Here is an alternative version of Mr. Wizard's uniqueTuples function, which is faster on the data I have tested.

The idea is to create a function f which has the following properties:

  • It returns an empty Sequence[] if two of its arguments are the same

  • For any other input it outputs a List of the arguments, but also sets a downvalue so that next time it is called with the same arguments, it returns an empty Sequence[]

  • It is Orderless so that "the same arguments" can be in any order

The two input lists are then processed by Outer, feeding each tuple (as a flattened sequence of arguments) to f.

For example,

  • The list elements provided by Outer are {1,2,3} and 2. We evaluate f[1,2,3,2] which returns Sequence[] because 2 is duplicated.

  • The next list elements provided by Outer are {4,5,6} and 7. We evaluate f[4,5,6,7] which returns {4,5,6,7} and sets f[4,5,6,7]=Sequence[].

  • The next list elements provided by Outer are {5,7,4} and 6. We evaluate f[5,7,4,6] which is the same as f[4,5,6,7] and therefore returns Sequence[].

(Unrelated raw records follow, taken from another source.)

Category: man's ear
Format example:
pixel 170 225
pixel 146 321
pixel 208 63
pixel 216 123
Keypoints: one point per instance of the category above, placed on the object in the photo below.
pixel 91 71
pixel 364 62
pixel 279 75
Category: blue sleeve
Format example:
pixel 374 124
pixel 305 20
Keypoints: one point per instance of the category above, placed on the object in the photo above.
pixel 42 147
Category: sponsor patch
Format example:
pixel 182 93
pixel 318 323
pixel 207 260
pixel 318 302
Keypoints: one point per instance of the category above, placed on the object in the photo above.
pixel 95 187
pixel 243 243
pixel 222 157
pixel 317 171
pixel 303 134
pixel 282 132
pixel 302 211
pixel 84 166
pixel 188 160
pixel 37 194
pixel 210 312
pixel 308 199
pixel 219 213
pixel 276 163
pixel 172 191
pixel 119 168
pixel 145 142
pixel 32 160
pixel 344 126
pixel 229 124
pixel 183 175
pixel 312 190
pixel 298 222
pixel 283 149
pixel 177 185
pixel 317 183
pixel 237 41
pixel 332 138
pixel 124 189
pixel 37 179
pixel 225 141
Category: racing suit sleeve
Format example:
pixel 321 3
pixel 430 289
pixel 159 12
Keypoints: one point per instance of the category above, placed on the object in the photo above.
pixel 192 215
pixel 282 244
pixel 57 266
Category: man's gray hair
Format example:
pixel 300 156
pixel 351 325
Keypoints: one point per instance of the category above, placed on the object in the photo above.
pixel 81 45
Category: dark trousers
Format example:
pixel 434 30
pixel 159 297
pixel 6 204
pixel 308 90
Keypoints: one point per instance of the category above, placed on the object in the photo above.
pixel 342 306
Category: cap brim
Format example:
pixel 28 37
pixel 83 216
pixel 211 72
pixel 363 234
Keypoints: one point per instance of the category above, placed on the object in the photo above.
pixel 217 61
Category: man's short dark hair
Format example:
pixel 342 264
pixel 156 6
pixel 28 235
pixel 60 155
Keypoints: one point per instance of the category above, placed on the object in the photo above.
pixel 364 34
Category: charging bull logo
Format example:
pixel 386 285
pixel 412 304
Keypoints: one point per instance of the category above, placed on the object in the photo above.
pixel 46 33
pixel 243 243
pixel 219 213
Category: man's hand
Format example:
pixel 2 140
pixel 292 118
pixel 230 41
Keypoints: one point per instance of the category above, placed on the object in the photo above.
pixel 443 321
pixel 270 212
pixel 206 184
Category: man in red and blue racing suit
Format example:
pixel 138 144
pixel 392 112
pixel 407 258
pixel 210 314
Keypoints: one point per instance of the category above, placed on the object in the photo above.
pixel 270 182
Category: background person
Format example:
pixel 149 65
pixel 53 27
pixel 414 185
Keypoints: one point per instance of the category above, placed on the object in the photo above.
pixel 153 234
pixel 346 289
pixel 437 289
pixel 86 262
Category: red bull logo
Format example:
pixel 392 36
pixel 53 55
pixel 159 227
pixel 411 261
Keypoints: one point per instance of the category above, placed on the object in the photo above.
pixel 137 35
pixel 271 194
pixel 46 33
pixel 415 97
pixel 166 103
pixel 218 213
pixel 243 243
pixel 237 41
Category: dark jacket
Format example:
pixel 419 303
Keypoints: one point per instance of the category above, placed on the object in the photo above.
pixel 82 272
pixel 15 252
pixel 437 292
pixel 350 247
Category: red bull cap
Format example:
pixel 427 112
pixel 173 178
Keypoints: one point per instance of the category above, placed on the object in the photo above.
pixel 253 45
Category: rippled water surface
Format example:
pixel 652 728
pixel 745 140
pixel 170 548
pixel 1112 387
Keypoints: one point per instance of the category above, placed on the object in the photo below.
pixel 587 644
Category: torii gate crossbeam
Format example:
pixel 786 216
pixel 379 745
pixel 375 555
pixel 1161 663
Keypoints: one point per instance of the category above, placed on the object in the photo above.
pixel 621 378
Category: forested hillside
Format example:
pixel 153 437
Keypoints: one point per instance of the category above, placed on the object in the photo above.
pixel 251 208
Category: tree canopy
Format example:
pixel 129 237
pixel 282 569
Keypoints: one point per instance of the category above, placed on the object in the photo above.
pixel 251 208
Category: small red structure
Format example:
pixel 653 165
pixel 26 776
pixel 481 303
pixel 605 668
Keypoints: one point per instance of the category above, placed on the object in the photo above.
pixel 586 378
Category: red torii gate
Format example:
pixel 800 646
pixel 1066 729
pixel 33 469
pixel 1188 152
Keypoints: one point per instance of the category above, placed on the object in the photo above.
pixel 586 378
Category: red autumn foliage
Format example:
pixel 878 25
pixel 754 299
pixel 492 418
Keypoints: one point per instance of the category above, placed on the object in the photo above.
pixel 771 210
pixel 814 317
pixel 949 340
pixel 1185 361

So the output from these 3 calls to f is just {4,5,6,7} as the others are not considered unique.

The alternative uniqueTuples looks like this:

(* this is the re-written bit *)
uniqueTuples[a_List, b_List] := Module[{f},
  f[___, x_, x_, ___] = Sequence[];
  f[x_, y__] := (f[x, y] = Sequence[]; {x, y});
  SetAttributes[f, Orderless];
  Flatten[Outer[f @@ Flatten[{##}] &, a, b, 1], 1]]

(* this is the same as Mr. Wizard *)
uniqueTuples[{a_List, x__List}] := Fold[uniqueTuples, a, {x}] 

Testing on data = RandomInteger[40, {6, 11}] gave me a Timing of 47.7 seconds for Mr. Wizards original code, and 6.6 seconds using this. I have no idea how the timings and memory usage scale as you go to larger data sets.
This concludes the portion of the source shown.